Waiting out the election results. With sugar.

It's been a strange week.  On Monday Kenyans took to the polls in epicly long lines, waiting hours to vote for their candidate (Raila is by far the preferred candidate in our city).  It was peaceful, and election observers said it was mostly fair and free.  But eyes were on our otherwise sleepy town of Kisumu, watching for a repeat of the violence that happened in the last election in this opposition stronghold. (It was widely thought that the election was stolen from Raila the last time around.)
Photo credit: www.nation.co.ke
Monday was a national holiday so everything was closed.   The streets were eerily quiet.  A heavy police presence was felt.
Colin took this pic on Monday. It's hard to tell, but this is the heart of downtown and normally teaming with all manner of traffic.  
The quiet continued the rest of the week as the IEBC tallied the results.  This, putting it politely, was a fiasco.  The electronic tallying was beset with errors and the counting had to start over 2 days after the vote.  By hand.  It's almost Friday and only about 1/3 of the votes have been tallied so far. There have also been so many rejected votes that "rejected vote" would be a strong third party candidate.

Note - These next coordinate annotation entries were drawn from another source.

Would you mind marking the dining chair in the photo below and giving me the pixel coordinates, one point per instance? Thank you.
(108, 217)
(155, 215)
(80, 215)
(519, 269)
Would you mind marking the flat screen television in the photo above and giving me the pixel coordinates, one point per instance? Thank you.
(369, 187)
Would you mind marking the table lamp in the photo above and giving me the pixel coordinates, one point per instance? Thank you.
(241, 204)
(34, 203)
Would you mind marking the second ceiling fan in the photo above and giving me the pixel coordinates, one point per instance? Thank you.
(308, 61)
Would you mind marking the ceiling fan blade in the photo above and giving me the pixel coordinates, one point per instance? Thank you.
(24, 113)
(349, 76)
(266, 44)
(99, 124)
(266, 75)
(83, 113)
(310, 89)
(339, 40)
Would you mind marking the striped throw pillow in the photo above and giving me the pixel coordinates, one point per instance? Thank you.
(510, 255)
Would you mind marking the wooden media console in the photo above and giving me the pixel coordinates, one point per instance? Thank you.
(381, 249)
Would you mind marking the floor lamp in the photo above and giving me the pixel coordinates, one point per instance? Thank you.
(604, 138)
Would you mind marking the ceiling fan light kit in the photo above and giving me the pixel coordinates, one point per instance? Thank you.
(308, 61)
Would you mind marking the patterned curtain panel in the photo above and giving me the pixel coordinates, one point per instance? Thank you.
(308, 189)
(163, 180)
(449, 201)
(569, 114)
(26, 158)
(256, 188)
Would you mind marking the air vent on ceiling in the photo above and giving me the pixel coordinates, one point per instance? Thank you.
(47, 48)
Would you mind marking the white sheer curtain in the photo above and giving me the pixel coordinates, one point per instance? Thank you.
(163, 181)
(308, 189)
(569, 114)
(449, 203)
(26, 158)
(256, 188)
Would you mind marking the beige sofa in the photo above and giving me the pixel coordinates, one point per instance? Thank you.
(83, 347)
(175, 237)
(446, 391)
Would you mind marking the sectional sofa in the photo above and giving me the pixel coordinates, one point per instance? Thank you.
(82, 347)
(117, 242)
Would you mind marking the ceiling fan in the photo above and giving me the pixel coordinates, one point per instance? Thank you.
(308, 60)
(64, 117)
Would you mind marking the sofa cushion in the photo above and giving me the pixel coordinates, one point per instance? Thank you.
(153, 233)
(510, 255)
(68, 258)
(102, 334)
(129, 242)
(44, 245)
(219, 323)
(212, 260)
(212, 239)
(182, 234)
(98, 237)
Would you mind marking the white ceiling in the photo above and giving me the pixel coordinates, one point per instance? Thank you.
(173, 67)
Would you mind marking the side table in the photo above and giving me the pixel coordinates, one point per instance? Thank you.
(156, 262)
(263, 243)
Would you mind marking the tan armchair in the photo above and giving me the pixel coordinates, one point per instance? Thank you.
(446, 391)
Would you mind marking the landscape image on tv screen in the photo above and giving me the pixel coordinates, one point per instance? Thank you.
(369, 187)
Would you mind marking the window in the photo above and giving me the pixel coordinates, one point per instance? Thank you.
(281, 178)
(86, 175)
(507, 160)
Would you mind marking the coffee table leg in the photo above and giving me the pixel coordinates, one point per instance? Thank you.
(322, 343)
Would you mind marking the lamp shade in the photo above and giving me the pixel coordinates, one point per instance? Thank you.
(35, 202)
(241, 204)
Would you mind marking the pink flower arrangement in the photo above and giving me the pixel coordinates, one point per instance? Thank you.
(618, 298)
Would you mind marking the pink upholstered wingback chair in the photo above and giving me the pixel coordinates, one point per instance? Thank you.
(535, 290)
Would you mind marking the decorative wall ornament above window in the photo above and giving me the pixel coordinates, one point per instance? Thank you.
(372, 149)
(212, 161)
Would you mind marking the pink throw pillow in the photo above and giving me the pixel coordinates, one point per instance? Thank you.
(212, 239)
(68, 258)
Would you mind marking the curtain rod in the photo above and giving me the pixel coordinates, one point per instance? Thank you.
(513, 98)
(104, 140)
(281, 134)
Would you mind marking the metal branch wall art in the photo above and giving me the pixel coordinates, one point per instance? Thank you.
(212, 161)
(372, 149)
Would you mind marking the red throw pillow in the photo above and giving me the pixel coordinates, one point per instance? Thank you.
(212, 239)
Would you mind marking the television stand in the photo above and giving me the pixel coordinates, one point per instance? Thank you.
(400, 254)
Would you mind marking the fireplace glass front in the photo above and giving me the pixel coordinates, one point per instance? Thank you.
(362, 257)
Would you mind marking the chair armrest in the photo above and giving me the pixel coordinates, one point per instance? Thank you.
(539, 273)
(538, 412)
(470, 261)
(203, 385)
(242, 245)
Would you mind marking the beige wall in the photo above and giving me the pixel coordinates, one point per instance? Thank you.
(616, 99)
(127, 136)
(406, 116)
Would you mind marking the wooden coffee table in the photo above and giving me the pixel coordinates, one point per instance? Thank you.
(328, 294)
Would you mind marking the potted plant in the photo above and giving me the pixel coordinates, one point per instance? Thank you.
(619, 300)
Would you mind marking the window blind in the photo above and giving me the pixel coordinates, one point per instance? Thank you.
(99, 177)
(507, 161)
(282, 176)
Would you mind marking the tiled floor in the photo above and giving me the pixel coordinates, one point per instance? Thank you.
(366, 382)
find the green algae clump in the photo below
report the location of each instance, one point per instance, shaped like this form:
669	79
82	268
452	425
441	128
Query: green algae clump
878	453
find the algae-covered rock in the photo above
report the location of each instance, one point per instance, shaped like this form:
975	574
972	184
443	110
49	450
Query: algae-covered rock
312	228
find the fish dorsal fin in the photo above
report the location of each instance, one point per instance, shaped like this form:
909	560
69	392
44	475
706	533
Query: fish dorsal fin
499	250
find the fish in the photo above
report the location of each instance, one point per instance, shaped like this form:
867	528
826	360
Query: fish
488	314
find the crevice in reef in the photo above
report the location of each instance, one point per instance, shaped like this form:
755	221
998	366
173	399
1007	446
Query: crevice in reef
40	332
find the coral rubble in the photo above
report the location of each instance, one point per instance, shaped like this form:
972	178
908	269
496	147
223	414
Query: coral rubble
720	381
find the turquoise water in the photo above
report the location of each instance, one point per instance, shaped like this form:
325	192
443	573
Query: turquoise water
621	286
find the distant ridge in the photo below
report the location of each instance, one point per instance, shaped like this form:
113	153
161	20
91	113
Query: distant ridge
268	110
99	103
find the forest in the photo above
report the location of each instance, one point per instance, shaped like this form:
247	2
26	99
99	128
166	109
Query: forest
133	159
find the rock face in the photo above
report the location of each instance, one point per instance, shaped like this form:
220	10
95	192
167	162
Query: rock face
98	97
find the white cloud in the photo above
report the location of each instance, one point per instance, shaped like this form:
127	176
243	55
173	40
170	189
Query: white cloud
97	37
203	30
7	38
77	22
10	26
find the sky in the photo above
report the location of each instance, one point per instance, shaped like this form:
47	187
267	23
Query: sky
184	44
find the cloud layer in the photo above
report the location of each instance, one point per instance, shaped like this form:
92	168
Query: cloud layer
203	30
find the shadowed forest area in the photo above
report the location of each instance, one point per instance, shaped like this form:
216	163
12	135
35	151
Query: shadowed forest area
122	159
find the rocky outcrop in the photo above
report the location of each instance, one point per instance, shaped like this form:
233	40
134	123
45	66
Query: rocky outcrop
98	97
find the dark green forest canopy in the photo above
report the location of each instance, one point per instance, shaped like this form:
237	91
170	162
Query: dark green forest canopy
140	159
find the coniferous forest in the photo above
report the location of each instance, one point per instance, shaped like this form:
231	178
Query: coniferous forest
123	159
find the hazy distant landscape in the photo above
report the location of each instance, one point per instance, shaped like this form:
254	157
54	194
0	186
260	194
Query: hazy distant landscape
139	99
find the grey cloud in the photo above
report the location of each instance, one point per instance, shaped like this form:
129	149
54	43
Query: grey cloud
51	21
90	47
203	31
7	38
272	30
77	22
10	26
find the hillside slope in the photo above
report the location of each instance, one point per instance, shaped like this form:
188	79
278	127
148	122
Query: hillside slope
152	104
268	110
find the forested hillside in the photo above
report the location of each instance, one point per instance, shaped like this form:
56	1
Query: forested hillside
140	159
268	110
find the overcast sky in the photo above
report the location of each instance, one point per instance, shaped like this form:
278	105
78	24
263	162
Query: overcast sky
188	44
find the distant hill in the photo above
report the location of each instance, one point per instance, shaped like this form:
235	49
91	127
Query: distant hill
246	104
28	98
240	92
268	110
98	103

So, now we're in a long holding period.  So far, Kenyatta has been holding a strong lead and over 50% of the vote - something none of the pre-election polls predicted.  This is pretty bad news for the solidly Raila city of Kisumu.  Though there are still many ballots to be counted.

The sentiment here is that if Raila loses, that in and of itself means there was some vote rigging - this is how strongly people I talk to believe he should win.  Still, they all insist that protests will be peaceful, and they'd work through the newly created independent courts to solve problems.

But back to me.... This election week has meant that Colin's office is closed, Caleb's school is closed, my part-time work has stopped and our house help is back in Busia, where it's safer.  (Lots of non-Luos left Kisumu this week to go back to their tribal homelands.  Just in case.)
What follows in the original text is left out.